Since Capozza is based in Connecticut, so close to New York City, his ability to see cancer patients has been affected by the coronavirus pandemic. He had to cancel all appointments with his patients (due to government restrictions), because they were immune compromised and preliminary data showed that cancer survivors are 3.5 times more likely to die from COVID-19 complications.

“As much as I wanted to still work with my patients, and as much as they wanted to come in, it was the right move,” he said.

He has been connecting with patients by phone, updating their exercise programs and giving them as much moral support as he can. They are working to institute video telehealth, so he can see his patients and better assess their mobility concerns, making adjustments as needed in real time.

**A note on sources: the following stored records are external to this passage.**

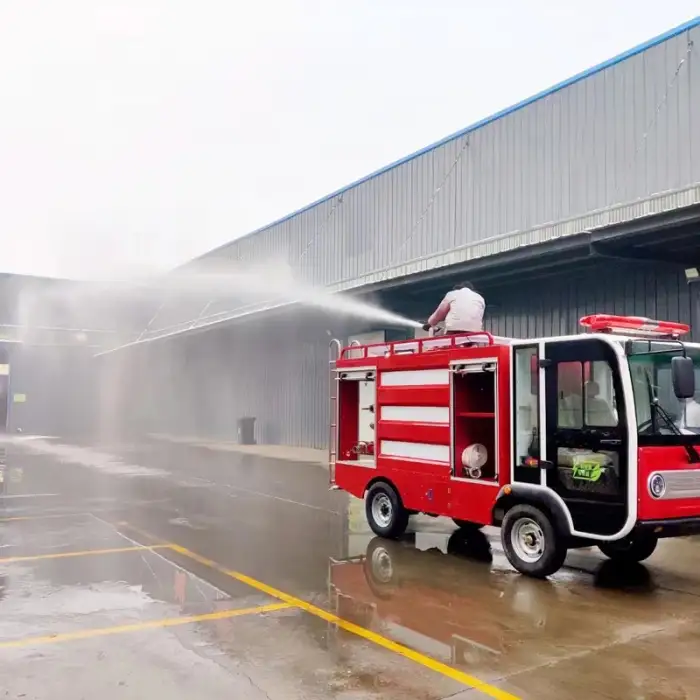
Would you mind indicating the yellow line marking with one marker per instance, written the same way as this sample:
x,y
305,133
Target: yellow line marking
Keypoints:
x,y
82,553
378,639
140,626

Meanwhile, he has been working in an in-patient setting at St. Raphael’s, another hospital within the Yale New Haven Health system. Yale’s Smilow Cancer Hospital moved three floors of cancer patients to St. Raphael’s because Smilow has negative pressure rooms to better control the spread of the virus. Now he sees oncology patients immediately after surgery as well as those who have been hospitalized to receive chemotherapy, as none of the rehab staff there have experience treating oncology patients.

“For me, it's been a steep learning curve as I haven't treated patients in the inpatient setting in 20 years, but we're working together to so that we can provide quality care for these patients in this uncertain time,” he said.

Capozza will give a rehab lecture to students in IC’s doctorate of physical therapy students virtually in May.